Ceux-ci poursuivent alors leur propre interrogatoire de Campbell, jusqu'à l'arrivée d'une jeune femme qui s'adresse en anglais à l'aviateur et qui lui demande quel type de bombes son appareil transportait. Il en comprend les raisons lorsque la jeune fille lui explique que trois jeunes hommes du village avaient été grièvement blessés - l'un d'entre eux était même devenu aveugle - suite à l'explosion tardive d'une bombe d'un avion tombé la veille non loin de là. Par la suite, le fermier le fait se cacher dans une remise proche, l'installe dans un char à bœufs où il le recouvre de gerbes de blé, lui disant de ne bouger de là sous aucun prétexte.
De sa cachette, Campbell entend le vrombissement des bombardiers de son Groupe en retour de mission. Deux heures se passent. Le fermier revient le chercher, l'invitant à le suivre vers une autre maison. Ils marchent dans un champ et le fermier se dirige vers une meule de foin… d'où sort son radio, Ben Lyons. Les deux aviateurs sont alors amenés à la maison (plutôt la ferme) de "Mr. ARTHUR", qui s'y trouve avec sa femme et deux jeunes hommes que Campbell et Lyons prennent d'abord pour leurs enfants. En fait, il s'agit de deux aviateurs descendus la nuit précédente, un Anglais et un Canadien. Ces derniers passent la nuit dans la maison, tandis que Campbell et Lyons, faute de place, logent dans une meule de foin. Par recoupement, nous avons pu identifier en mars 2014 cet "Arthur" comme étant le cantonnier Arthur JOUSSEAUX, habitant avec son épouse Marie à Bassonville, à environ 2 km à l’est de Lutz-en-Dunois, près de Châteaudun.
Dans la matinée, tandis qu'ils prennent un repas, une bombe de leur avion explose, faisant trembler la maison. Le système de retardement "9 heures" avait fonctionné. La maison, se trouvant au bord d'une route, il arrivait souvent que des soldats allemands s'y arrêtent pour acheter des œufs ou s'abreuver en eau. Les fermiers s'arrangent toujours pour avertir les aviateurs, qui ont alors plus ou moins de temps pour aller se cacher.
Un jour, le fermier prend Campbell à part pour lui apprendre que son copilote, le Lt Giffin, était mort de ses blessures quelques heures après le crash de l'avion. Peu de temps après, le fermier amène à son domicile deux autres membres de son équipage, Donaldson et Jones. Ce dernier avait été touché dans l'avion en perdition et portait des éclats d'obus dans les jambes et sous les bras. Plus tard, suite au risque grandissant de voir les allemands finalement les trouver et passer tout le monde par les armes, la fermière fait comprendre qu'elle ne pouvait plus héberger tous ces aviateurs.

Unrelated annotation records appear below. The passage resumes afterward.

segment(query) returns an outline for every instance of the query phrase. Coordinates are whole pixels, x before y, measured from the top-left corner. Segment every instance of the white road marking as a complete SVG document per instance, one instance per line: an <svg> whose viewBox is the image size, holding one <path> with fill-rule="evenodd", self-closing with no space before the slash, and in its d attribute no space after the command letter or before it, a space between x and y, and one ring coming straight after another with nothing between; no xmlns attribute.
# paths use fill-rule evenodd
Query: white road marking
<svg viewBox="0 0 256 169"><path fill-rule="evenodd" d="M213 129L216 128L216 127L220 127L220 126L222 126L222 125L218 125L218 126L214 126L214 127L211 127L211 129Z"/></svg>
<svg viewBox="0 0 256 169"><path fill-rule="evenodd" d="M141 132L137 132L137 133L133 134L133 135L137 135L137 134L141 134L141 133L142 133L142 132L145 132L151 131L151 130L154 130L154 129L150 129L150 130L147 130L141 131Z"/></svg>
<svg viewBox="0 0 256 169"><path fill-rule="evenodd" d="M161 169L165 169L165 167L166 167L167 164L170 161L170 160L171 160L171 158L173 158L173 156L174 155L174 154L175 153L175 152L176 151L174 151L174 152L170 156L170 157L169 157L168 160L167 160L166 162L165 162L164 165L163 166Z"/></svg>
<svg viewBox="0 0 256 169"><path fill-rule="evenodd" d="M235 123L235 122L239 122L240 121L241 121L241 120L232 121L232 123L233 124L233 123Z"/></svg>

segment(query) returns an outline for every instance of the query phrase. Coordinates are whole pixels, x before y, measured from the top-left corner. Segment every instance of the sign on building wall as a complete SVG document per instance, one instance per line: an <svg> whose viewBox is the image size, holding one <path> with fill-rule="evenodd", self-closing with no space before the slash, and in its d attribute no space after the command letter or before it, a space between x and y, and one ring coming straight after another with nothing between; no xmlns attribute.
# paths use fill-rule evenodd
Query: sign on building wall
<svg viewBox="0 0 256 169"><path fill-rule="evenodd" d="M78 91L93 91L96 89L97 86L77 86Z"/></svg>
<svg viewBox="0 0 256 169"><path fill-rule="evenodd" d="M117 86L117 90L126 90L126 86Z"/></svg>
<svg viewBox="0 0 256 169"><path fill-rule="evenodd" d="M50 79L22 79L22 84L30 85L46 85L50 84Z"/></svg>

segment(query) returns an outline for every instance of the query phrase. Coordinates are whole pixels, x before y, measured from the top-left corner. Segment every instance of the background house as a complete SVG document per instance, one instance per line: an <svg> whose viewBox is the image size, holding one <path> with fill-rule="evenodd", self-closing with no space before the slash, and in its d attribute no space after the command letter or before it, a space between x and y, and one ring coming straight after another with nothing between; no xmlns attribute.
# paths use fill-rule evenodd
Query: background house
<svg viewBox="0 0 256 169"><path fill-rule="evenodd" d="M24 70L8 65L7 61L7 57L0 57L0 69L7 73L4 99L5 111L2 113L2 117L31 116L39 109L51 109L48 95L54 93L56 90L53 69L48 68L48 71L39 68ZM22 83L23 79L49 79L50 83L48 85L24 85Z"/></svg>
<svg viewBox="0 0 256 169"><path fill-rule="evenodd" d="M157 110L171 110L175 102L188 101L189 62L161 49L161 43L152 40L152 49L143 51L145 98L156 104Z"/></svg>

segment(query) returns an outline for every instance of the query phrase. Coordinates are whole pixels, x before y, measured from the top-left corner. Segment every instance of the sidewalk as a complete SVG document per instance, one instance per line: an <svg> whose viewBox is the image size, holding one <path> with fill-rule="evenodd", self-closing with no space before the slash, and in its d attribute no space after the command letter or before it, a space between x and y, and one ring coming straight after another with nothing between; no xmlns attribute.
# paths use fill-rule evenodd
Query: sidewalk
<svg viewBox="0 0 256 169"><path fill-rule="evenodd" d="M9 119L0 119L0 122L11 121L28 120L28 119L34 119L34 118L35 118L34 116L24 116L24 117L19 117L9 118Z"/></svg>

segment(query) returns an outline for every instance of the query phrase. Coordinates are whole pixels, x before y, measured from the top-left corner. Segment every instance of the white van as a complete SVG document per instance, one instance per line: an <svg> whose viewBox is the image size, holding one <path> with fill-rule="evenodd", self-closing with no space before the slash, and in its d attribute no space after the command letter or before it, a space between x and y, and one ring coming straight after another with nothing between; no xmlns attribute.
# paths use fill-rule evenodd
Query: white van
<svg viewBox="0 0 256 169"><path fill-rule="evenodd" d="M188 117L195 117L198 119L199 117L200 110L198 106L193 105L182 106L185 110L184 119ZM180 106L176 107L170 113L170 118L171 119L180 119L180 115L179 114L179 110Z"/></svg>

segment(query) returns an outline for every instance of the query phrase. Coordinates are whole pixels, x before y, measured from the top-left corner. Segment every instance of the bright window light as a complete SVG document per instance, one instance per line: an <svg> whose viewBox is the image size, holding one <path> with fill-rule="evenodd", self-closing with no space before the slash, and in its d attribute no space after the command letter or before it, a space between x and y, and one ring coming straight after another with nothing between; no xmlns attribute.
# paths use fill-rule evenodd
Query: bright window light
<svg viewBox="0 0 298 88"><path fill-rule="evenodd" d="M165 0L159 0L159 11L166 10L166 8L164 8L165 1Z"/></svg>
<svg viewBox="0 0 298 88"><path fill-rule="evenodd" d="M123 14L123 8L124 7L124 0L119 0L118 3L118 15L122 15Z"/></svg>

La veille de leur départ, une activité plus grande autour de la maison ainsi que des visites de civils inconnus, font comprendre aux quatre hommes que quelque chose se prépare. Le 31 juillet, vers midi, vêtus d'effets civils, ils se mettent en route à pied avec un guide en direction d'un camp dans une forêt. Selon Marcel LIGER, c'est lui qui était parti en éclaireur sur la route menant au Maquis, accompagné de six autres évadés…
Se déplaçant par paires, Campbell accompagne Jones, tandis que Donaldson marche avec Lyons. Comme les blessures de Jones le font boiter, on lui donne un vélo. Les instructions étant qu'ils ne parlent à personne et ne fassent aucun signe à qui que ce soit en cours de route, ils ne répondent pas au discret signe de la main que leur fait leur mitrailleur Sam Harvey qui les dépasse sur la route, assis entre deux hommes sur une charrette tirée par un cheval. En chemin, ils doivent se cacher à l'approche d'une limousine noire emportant des officiers allemands vraisemblablement en retraite accélérée.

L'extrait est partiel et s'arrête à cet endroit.